One instrument that employs a unique tool to transpose chords is the guitar. A clamp called a capo is attached to its neck to shorten, and thus increase each of its strings’ pitch in half-note intervals. The guitar strings are effectively re-tuned to a new key. There are a few other similar instruments designed with the capability of being manually tuned for transposition into different keys.
Other instruments, however, can only be manufactured in just one single key. Many orchestral and brass band instruments fall into this category. To be able to play a variety of musical scores in different keys, you may have no choice but to develop the skill of transposing music. It is common for the orchestral sheet music for these instruments to simply be re-written in their respective keys, sparing the musician from the extra mental effort and minimizing the possibility that errors in transposition will occur.

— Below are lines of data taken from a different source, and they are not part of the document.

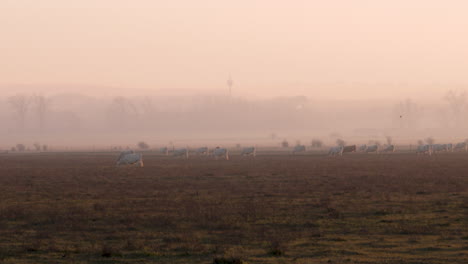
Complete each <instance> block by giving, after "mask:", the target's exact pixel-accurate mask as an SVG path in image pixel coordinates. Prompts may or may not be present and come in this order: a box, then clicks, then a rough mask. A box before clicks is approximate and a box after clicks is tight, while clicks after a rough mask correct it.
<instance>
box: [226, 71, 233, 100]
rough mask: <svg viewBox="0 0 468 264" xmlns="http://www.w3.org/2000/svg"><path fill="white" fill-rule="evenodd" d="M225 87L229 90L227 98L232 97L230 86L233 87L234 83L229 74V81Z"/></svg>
mask: <svg viewBox="0 0 468 264" xmlns="http://www.w3.org/2000/svg"><path fill="white" fill-rule="evenodd" d="M227 85H228V88H229V96H232V86H233V85H234V81H233V80H232V78H231V75H230V74H229V79H228V81H227Z"/></svg>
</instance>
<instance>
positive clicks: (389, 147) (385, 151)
mask: <svg viewBox="0 0 468 264" xmlns="http://www.w3.org/2000/svg"><path fill="white" fill-rule="evenodd" d="M382 152H395V145H387V146H385V148H384V149H383V150H382Z"/></svg>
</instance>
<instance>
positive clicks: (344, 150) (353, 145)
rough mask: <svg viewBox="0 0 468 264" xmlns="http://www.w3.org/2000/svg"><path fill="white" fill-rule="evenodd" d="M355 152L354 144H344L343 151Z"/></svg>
mask: <svg viewBox="0 0 468 264" xmlns="http://www.w3.org/2000/svg"><path fill="white" fill-rule="evenodd" d="M351 152H356V145H350V146H344V147H343V153H351Z"/></svg>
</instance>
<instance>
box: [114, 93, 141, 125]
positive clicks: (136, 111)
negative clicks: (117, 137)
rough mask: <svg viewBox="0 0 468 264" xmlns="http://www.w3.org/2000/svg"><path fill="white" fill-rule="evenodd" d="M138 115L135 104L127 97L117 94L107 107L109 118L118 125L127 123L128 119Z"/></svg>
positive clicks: (136, 109)
mask: <svg viewBox="0 0 468 264" xmlns="http://www.w3.org/2000/svg"><path fill="white" fill-rule="evenodd" d="M137 116H138V112H137V109H136V107H135V105H134V104H133V103H132V102H131V101H130V100H129V99H127V98H125V97H122V96H117V97H115V98H114V99H113V100H112V103H111V105H110V107H109V117H110V119H111V120H112V121H113V122H114V123H115V124H118V125H127V124H128V121H130V120H132V119H135V118H136V117H137Z"/></svg>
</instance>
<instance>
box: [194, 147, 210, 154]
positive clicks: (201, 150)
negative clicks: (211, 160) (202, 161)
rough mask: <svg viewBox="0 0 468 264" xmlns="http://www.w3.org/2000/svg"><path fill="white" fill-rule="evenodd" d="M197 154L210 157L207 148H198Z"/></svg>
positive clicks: (207, 149)
mask: <svg viewBox="0 0 468 264" xmlns="http://www.w3.org/2000/svg"><path fill="white" fill-rule="evenodd" d="M195 153H197V154H198V155H208V148H207V147H201V148H197V149H196V150H195Z"/></svg>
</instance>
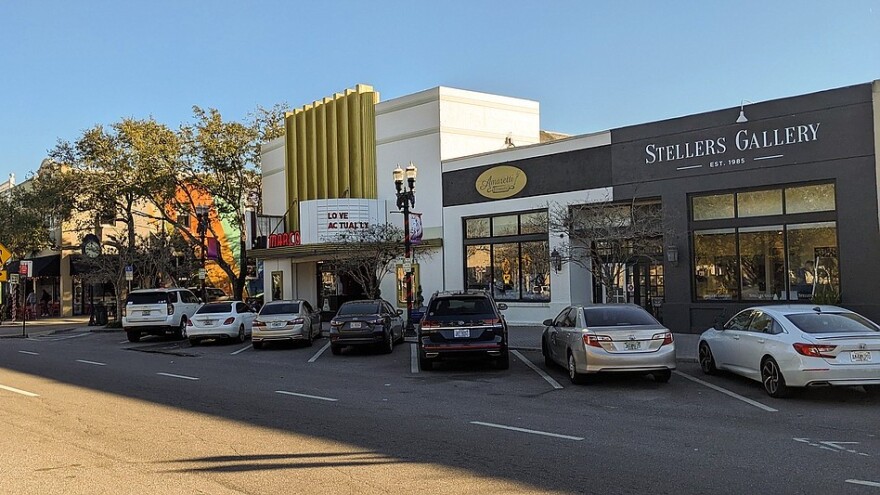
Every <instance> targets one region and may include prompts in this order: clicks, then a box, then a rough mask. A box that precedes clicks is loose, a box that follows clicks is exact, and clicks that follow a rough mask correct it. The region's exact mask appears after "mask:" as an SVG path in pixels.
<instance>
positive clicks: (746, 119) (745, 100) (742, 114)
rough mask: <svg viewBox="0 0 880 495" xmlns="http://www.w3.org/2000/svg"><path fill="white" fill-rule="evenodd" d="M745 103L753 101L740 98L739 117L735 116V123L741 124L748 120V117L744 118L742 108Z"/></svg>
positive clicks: (752, 102)
mask: <svg viewBox="0 0 880 495" xmlns="http://www.w3.org/2000/svg"><path fill="white" fill-rule="evenodd" d="M746 103H753V102H752V101H750V100H741V101H740V102H739V117H737V118H736V123H737V124H742V123H745V122H748V121H749V119H747V118H746V112H745V111H744V110H743V105H745V104H746Z"/></svg>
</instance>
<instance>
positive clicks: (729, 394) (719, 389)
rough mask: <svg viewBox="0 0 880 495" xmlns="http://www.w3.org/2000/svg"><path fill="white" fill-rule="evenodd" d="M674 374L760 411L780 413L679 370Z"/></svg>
mask: <svg viewBox="0 0 880 495" xmlns="http://www.w3.org/2000/svg"><path fill="white" fill-rule="evenodd" d="M673 373H675V374H676V375H678V376H682V377H684V378H687V379H688V380H690V381H692V382H696V383H699V384H700V385H705V386H707V387H709V388H711V389H712V390H717V391H718V392H721V393H722V394H725V395H729V396H730V397H733V398H734V399H739V400H741V401H743V402H745V403H746V404H750V405H753V406H755V407H757V408H758V409H763V410H765V411H767V412H779V411H778V410H776V409H773V408H772V407H770V406H768V405H766V404H761V403H760V402H758V401H756V400H752V399H749V398H748V397H743V396H742V395H739V394H737V393H735V392H731V391H730V390H727V389H726V388H721V387H719V386H717V385H712V384H711V383H709V382H704V381H703V380H700V379H699V378H696V377H693V376H691V375H688V374H687V373H682V372H681V371H678V370H676V371H673Z"/></svg>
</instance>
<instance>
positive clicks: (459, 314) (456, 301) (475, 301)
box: [428, 297, 494, 316]
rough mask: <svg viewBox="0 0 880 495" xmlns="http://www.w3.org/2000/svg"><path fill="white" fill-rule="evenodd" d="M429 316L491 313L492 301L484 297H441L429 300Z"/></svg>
mask: <svg viewBox="0 0 880 495" xmlns="http://www.w3.org/2000/svg"><path fill="white" fill-rule="evenodd" d="M428 314H430V315H431V316H454V315H491V314H494V310H493V309H492V303H491V302H490V301H489V299H487V298H485V297H443V298H438V299H435V300H434V301H432V302H431V308H430V309H429V310H428Z"/></svg>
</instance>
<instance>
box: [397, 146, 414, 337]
mask: <svg viewBox="0 0 880 495" xmlns="http://www.w3.org/2000/svg"><path fill="white" fill-rule="evenodd" d="M417 173H418V169H416V166H415V165H413V163H412V162H409V166H408V167H406V170H403V169H402V168H400V165H398V166H397V168H396V169H394V172H393V176H394V187H395V188H396V189H397V209H398V210H401V211H402V212H403V247H404V259H405V263H404V280H405V283H406V334H407V335H409V336H412V335H414V334H415V327H413V323H412V239H410V234H409V209H410V207H413V206H415V205H416V175H417ZM404 178H406V186H404V183H403V180H404Z"/></svg>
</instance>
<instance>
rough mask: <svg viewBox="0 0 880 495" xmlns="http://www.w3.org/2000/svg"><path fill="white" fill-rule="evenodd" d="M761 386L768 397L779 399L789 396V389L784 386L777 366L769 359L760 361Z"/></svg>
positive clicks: (787, 396) (785, 386)
mask: <svg viewBox="0 0 880 495" xmlns="http://www.w3.org/2000/svg"><path fill="white" fill-rule="evenodd" d="M761 384H762V385H763V386H764V391H765V392H767V395H769V396H770V397H773V398H776V399H781V398H784V397H788V396H789V395H791V388H789V387H788V386H787V385H786V384H785V377H784V376H782V371H780V370H779V364H778V363H777V362H776V360H775V359H773V358H771V357H768V358H765V359H764V360H763V361H761Z"/></svg>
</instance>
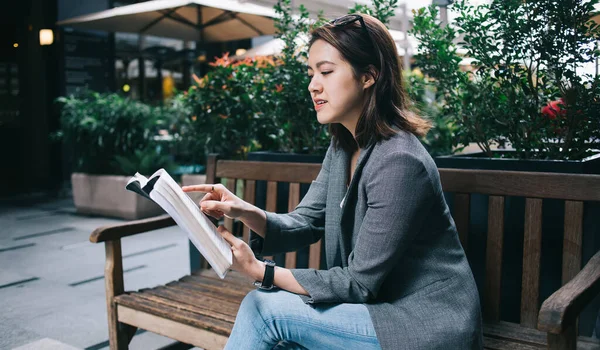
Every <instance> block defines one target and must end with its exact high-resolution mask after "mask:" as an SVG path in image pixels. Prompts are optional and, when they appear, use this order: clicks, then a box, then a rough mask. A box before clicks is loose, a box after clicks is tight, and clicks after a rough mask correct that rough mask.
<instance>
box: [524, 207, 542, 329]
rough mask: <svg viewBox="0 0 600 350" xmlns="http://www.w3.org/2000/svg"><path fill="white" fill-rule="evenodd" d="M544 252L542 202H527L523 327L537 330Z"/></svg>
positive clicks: (524, 236)
mask: <svg viewBox="0 0 600 350" xmlns="http://www.w3.org/2000/svg"><path fill="white" fill-rule="evenodd" d="M541 251H542V200H541V199H534V198H527V199H526V200H525V228H524V238H523V280H522V292H521V325H522V326H524V327H529V328H535V327H536V326H537V317H538V313H539V307H538V305H539V286H540V256H541Z"/></svg>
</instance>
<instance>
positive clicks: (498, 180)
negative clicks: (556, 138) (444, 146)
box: [439, 169, 600, 201]
mask: <svg viewBox="0 0 600 350" xmlns="http://www.w3.org/2000/svg"><path fill="white" fill-rule="evenodd" d="M439 171H440V178H441V181H442V187H443V189H444V191H447V192H458V193H481V194H489V195H496V196H520V197H529V198H556V199H566V200H575V201H600V175H582V174H562V173H534V172H519V171H505V170H465V169H439Z"/></svg>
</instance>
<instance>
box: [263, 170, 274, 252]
mask: <svg viewBox="0 0 600 350" xmlns="http://www.w3.org/2000/svg"><path fill="white" fill-rule="evenodd" d="M265 210H266V211H269V212H272V213H274V212H276V211H277V182H275V181H268V182H267V203H266V205H265ZM264 258H265V259H269V260H273V257H272V256H265V257H264Z"/></svg>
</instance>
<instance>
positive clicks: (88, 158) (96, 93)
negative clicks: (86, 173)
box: [54, 90, 172, 175]
mask: <svg viewBox="0 0 600 350" xmlns="http://www.w3.org/2000/svg"><path fill="white" fill-rule="evenodd" d="M57 101H58V102H59V103H60V105H61V116H60V124H61V126H60V131H58V132H57V133H56V134H55V135H54V137H55V138H58V139H61V140H62V141H63V142H64V143H65V146H66V150H67V154H68V155H69V156H70V162H71V164H72V167H73V168H72V170H73V171H77V172H85V173H90V174H111V175H132V173H133V172H135V171H138V172H140V173H144V174H146V175H149V173H150V172H153V171H155V170H156V169H158V168H161V167H167V168H170V167H171V166H172V164H171V162H170V159H169V158H168V157H165V156H163V154H162V153H161V147H160V145H159V144H157V142H156V141H155V135H157V134H158V130H159V129H162V128H165V127H166V126H168V122H167V120H166V119H165V115H163V113H162V112H161V111H160V109H159V108H158V107H152V106H149V105H146V104H144V103H141V102H137V101H133V100H130V99H128V98H123V97H121V96H119V95H118V94H102V93H97V92H93V91H88V90H85V91H81V92H79V93H77V94H74V95H71V96H68V97H60V98H58V99H57ZM134 169H135V170H134Z"/></svg>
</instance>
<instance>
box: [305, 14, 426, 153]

I remember playing the accordion for a church orchestra as a fledgling musician, and I had just barely learned how to play a song in its original key, let alone any other key. Our pianist hated to play in sharp keys, like D or E or A. Some musician just don't like certain keys, mostly because the chords are difficult to form. So any time a church hymn was written in D or E or A, she would hold up her fingers and indicate the key she was actually going to use. I had to learn how to transpose music in a big hurry. A few times I forgot about the change and started playing as loud as I could in the original key. The results were not pretty.